Objective: To test if participation in the Health Start Programme, an Arizona statewide Community Health Worker (CHW) maternal and child health (MCH) home visiting programme, reduced rates of low birth weight (LBW), very LBW (VLBW), extremely LBW (ELBW) and preterm birth (PTB).

Design: Quasi-experimental retrospective study using propensity score matching of Health Start Programme enrolment data to state birth certificate records for years 2006-2016.

Setting: Arizona is uniquely racially and ethnically diverse with comparatively higher proportions of Latino and American Indian residents and a smaller proportion of African Americans.

Participants: 7212 Health Start Programme mothers matched to non-participants based on demographic, socioeconomic and geographic characteristics, health conditions and previous birth experiences.

Intervention: A statewide CHW MCH home visiting programme.

Primary And Secondary Outcome Measures: LBW, VLBW, ELBW and PTB.

Results: Using Health Start Programme's administrative data and birth certificate data from 2006 to 2016, we identified 7212 Health Start Programme participants and 53 948 matches. Programme participation is associated with decreases in adverse birth outcomes for most subgroups.

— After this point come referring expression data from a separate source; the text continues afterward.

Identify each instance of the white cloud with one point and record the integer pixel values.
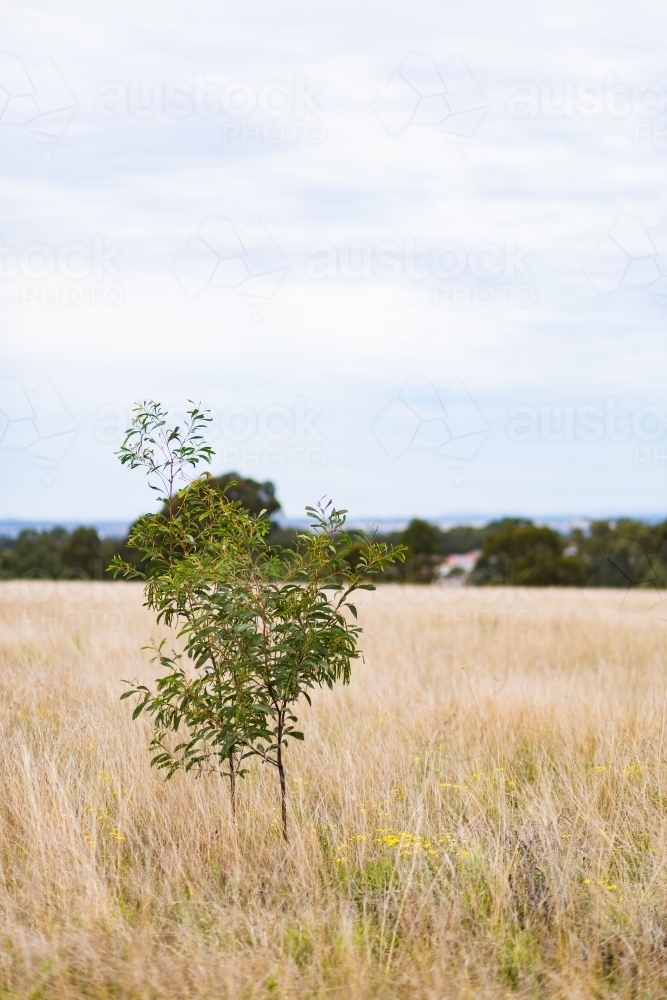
(151, 180)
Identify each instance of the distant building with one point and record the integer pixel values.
(457, 567)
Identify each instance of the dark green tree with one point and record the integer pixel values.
(519, 553)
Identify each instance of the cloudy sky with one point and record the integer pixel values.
(411, 256)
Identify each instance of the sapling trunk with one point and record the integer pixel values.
(232, 785)
(281, 773)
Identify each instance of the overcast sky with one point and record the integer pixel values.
(411, 256)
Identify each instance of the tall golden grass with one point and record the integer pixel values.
(482, 813)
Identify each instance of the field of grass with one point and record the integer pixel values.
(482, 813)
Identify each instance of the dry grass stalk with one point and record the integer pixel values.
(481, 814)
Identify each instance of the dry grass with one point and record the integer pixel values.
(481, 814)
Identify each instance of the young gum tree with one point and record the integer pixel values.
(258, 626)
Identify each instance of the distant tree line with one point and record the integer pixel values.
(513, 551)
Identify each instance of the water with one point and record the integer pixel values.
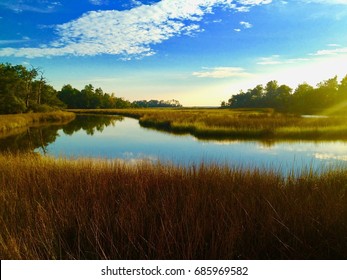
(123, 138)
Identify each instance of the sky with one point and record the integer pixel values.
(199, 52)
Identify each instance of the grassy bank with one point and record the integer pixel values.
(10, 123)
(237, 124)
(61, 209)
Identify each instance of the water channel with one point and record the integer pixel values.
(123, 138)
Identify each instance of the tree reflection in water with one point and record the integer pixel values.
(40, 137)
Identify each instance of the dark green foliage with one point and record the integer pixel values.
(304, 100)
(156, 104)
(23, 90)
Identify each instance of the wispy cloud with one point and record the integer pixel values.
(329, 52)
(10, 42)
(278, 60)
(329, 2)
(221, 72)
(36, 6)
(130, 33)
(246, 24)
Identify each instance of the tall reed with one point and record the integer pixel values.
(95, 209)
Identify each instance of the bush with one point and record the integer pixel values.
(41, 108)
(10, 104)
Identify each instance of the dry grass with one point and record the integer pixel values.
(84, 209)
(237, 124)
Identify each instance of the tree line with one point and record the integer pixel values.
(305, 99)
(23, 90)
(27, 90)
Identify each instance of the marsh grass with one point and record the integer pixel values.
(10, 123)
(95, 209)
(237, 124)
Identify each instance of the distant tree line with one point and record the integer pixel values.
(304, 99)
(26, 90)
(23, 90)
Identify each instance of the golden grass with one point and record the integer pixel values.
(236, 124)
(9, 123)
(84, 209)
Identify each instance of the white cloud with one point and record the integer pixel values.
(36, 6)
(330, 2)
(246, 24)
(278, 60)
(129, 33)
(221, 72)
(329, 52)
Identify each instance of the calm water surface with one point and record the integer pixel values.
(123, 138)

Health Start participation is associated with statistically significant lower rates of LBW among American Indian women (38%; average treatment-on-the-treated effect (ATT): 2.30; 95% CI -4.07 to -0.53) and mothers with a pre-existing health risk (25%; ATT: -3.06; 95% CI -5.82 to -0.30). Among Latina mothers, Health Start Programme participation is associated with statistically significant lower rates of VLBW (36%; ATT: 0.35; 95% CI -0.69 to -0.01) and ELBW (62%; ATT: 0.31; 95% CI (-0.52 to -0.10)). Finally, Health Start Programme participation is associated with a statistically significant lower rate of PTB for teen mothers (30%; ATT: 2.81; 95% CI -4.71 to -0.91). Other results were not statistically significant.

Conclusion: A state health department-operated MCH home visiting intervention that employs CHWs as the primary interventionist may contribute to the reduction of LBW, VLBW, ELBW and PTB and could improve birth outcomes statewide, especially among women and children at increased risk for MCH inequity.